Thermal Estimation and Analysis of Three-Phase Induction Motors under Voltage Unbalance

Abstract

Voltage unbalance is a persistent power quality issue in industrial and commercial facilities, and induction motors are especially sensitive to its effects. Even moderate levels of unbalance, which are common in practice, can produce disproportionately large increases in motor losses and winding temperatures. These elevated temperatures accelerate insulation aging and reduce motor service life. Although the thermal risks associated with voltage unbalance are well documented, estimating winding temperature under unbalanced supply conditions remains difficult. This dissertation develops a unified framework for thermal estimation and analysis of three phase induction motors operating under voltage unbalance, combining symmetrical component loss analysis, reduced order lumped parameter thermal network modeling, state space formulation, adaptive parameter estimation, and dynamic insulation life prediction.
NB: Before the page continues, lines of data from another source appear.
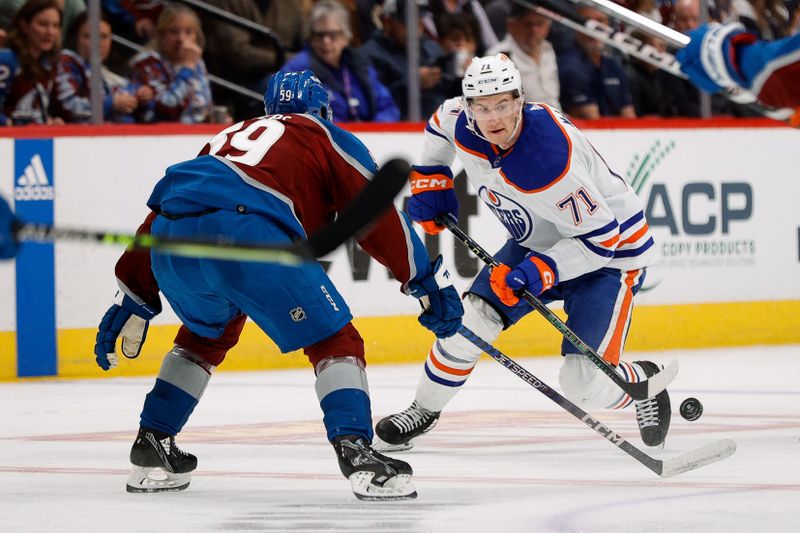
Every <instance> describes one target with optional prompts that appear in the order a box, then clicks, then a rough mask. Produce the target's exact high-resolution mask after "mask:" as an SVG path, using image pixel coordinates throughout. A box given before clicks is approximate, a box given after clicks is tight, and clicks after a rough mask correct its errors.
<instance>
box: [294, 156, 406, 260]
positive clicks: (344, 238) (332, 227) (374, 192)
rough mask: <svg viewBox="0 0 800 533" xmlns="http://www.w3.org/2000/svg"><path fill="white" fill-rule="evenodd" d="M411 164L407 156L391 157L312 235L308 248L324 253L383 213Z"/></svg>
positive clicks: (329, 249) (347, 237)
mask: <svg viewBox="0 0 800 533" xmlns="http://www.w3.org/2000/svg"><path fill="white" fill-rule="evenodd" d="M410 169H411V167H409V165H408V162H407V161H405V160H403V159H392V160H390V161H387V162H386V163H385V164H384V165H383V166H382V167H381V169H380V170H379V171H378V173H377V174H375V177H374V178H372V181H370V182H369V183H368V184H367V186H366V187H364V189H362V190H361V192H359V193H358V196H356V197H355V199H353V201H352V202H351V203H350V205H349V206H347V208H346V209H345V210H344V211H342V212H341V213H339V216H338V217H337V218H336V220H335V221H334V222H333V223H332V224H331V225H330V226H326V227H325V228H322V229H321V230H319V232H317V233H316V234H314V235H312V236H311V238H309V240H308V243H307V245H306V246H307V250H308V252H309V254H310V255H311V256H312V257H322V256H324V255H326V254H328V253H330V252H332V251H333V250H335V249H336V248H338V247H339V246H340V245H342V244H343V243H344V242H345V241H346V240H347V239H349V238H350V237H353V236H354V235H356V234H357V233H359V232H360V231H361V230H362V229H364V228H365V227H366V226H367V225H369V223H370V222H372V221H373V220H375V219H376V218H378V217H379V216H380V215H382V214H383V213H384V212H385V211H386V210H387V209H388V208H389V207H390V206H391V205H392V204H393V202H394V199H395V197H396V196H397V195H398V194H399V193H400V191H402V190H403V187H405V185H406V183H407V182H408V173H409V171H410Z"/></svg>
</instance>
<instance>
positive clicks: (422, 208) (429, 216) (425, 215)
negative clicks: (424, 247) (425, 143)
mask: <svg viewBox="0 0 800 533" xmlns="http://www.w3.org/2000/svg"><path fill="white" fill-rule="evenodd" d="M410 179H411V198H410V199H409V201H408V215H409V216H410V217H411V220H414V221H415V222H418V223H419V225H420V226H422V229H423V230H425V233H427V234H428V235H437V234H439V233H441V232H442V230H444V226H440V225H438V224H437V223H436V222H435V219H436V216H437V215H441V214H450V215H452V216H453V218H457V216H458V198H457V197H456V191H455V189H453V173H452V172H451V171H450V169H449V168H448V167H446V166H440V165H437V166H431V167H422V166H414V167H412V170H411V178H410Z"/></svg>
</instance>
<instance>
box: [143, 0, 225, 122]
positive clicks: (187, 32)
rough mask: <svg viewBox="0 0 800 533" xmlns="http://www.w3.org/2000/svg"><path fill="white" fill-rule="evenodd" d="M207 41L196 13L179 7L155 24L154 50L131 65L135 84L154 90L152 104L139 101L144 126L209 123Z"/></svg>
mask: <svg viewBox="0 0 800 533" xmlns="http://www.w3.org/2000/svg"><path fill="white" fill-rule="evenodd" d="M204 42H205V38H204V36H203V32H202V30H201V29H200V21H199V19H198V18H197V15H195V13H194V11H192V10H191V9H189V8H188V7H185V6H182V5H180V4H170V5H168V6H167V7H165V8H164V10H163V11H162V12H161V15H159V17H158V22H157V23H156V37H155V41H154V42H153V46H152V48H153V50H150V51H145V52H142V53H140V54H137V55H136V57H134V58H133V60H132V61H131V69H132V71H133V75H132V81H133V83H134V84H135V85H137V86H139V85H143V86H147V87H150V88H151V89H152V90H153V98H152V100H149V101H147V100H146V99H145V100H143V99H142V98H140V99H139V103H140V109H141V112H140V113H139V112H137V119H139V120H141V121H143V122H162V121H173V122H183V123H185V124H196V123H199V122H208V121H209V120H210V118H211V111H212V108H213V104H212V101H211V87H210V86H209V82H208V75H207V73H206V65H205V63H204V62H203V58H202V55H203V44H204Z"/></svg>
The thermal modeling approach is based on a minimal order lumped parameter thermal network expressed in state space form. This representation enables the use of linear systems theory for the thermal estimation problem, including observability assessment, optimal state estimation, and systematic model order reduction. Starting from a detailed multi-node MATLAB and Simulink thermal model that captures the transient thermal behavior under both balanced and unbalanced supply, the dissertation derives a compact three node state space model that preserves the essential thermal physics while remaining simple enough for practical identification and implementation. The state space model accepts motor electrical losses, computed from measured voltages and currents using symmetrical component analysis, and produces real time estimates of stator and rotor winding temperatures.
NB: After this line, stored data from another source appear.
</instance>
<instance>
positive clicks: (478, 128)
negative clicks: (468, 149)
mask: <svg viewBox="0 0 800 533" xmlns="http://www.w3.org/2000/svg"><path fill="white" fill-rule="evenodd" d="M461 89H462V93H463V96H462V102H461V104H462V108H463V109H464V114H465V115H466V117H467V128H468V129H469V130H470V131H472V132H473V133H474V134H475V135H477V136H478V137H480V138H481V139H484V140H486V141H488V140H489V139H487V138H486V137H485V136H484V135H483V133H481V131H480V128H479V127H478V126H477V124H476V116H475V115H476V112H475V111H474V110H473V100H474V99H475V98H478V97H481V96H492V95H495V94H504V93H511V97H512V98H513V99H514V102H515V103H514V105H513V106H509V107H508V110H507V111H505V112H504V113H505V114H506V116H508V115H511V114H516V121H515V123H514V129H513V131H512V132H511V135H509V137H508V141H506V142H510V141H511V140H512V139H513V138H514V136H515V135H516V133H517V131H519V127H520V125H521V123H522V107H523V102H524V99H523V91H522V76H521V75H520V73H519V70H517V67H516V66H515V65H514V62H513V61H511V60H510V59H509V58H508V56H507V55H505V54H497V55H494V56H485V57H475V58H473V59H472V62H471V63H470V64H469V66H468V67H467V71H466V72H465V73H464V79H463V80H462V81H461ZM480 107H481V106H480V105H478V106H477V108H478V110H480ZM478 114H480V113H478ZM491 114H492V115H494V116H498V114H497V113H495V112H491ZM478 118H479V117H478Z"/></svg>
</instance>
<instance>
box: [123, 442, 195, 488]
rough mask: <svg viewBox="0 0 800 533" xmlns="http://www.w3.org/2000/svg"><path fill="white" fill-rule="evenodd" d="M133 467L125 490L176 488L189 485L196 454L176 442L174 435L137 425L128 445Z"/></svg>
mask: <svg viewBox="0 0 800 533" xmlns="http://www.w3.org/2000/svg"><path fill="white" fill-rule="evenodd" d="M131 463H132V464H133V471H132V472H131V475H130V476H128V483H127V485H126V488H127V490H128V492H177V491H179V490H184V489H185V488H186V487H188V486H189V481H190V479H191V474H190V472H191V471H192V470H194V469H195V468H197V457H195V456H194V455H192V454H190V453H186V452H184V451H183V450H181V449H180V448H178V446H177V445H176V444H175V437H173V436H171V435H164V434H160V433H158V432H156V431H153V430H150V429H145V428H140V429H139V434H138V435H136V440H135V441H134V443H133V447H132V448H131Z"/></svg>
A central contribution of the dissertation is an adaptive parameter estimation method that identifies the thermal network parameters using only nameplate data and online electrical and temperature measurements. The estimation framework combines nameplate based initialization, optimization based refinement from measured operating points, and adaptive updating to track parameter drift as the motor ages. The thermal model is then applied in a large scale Monte Carlo study covering the full range of voltage unbalance conditions encountered in practice, parameterized by the voltage unbalance factor. The simulations, performed over representative twenty-four hour duty cycles, quantify the statistical distribution of temperature rise under unbalance and identify the combinations of VUF magnitude that impose the greatest thermal stress. The predicted temperature histories are combined with Arrhenius based insulation life models to quantify the cumulative thermal aging caused by sustained voltage unbalance. Using the IEEE 101 temperature life tables and the standard Arrhenius activation energy for motor insulation, the analysis shows that even moderate unbalance levels in the 3% to 5% range, when present for extended periods, can reduce the life of Class H insulation by 15% to 38% relative to balanced operation. This establishes a quantitative link between measurable power quality metrics and the economic impact of premature motor aging, providing a basis for evaluating the cost effectiveness of power quality improvements. The contributions of this dissertation are: (1) a state space thermal model for induction motors under voltage unbalance suitable for real time implementation, (2) an adaptive parameter estimation framework that enables deployment without prior thermal testing, (3) a Monte Carlo characterization of motor thermal response across the VUF space, (4) quantitative insulation life predictions under voltage unbalance, and (5) identification of key research gaps that limit practical thermal monitoring in the presence of power quality disturbances. Together, these developments form the foundation for next generation motor protection systems that estimate winding temperature and cumulative thermal damage directly from electrical measurements, enabling predictive maintenance and informed derating decisions under adverse supply conditions.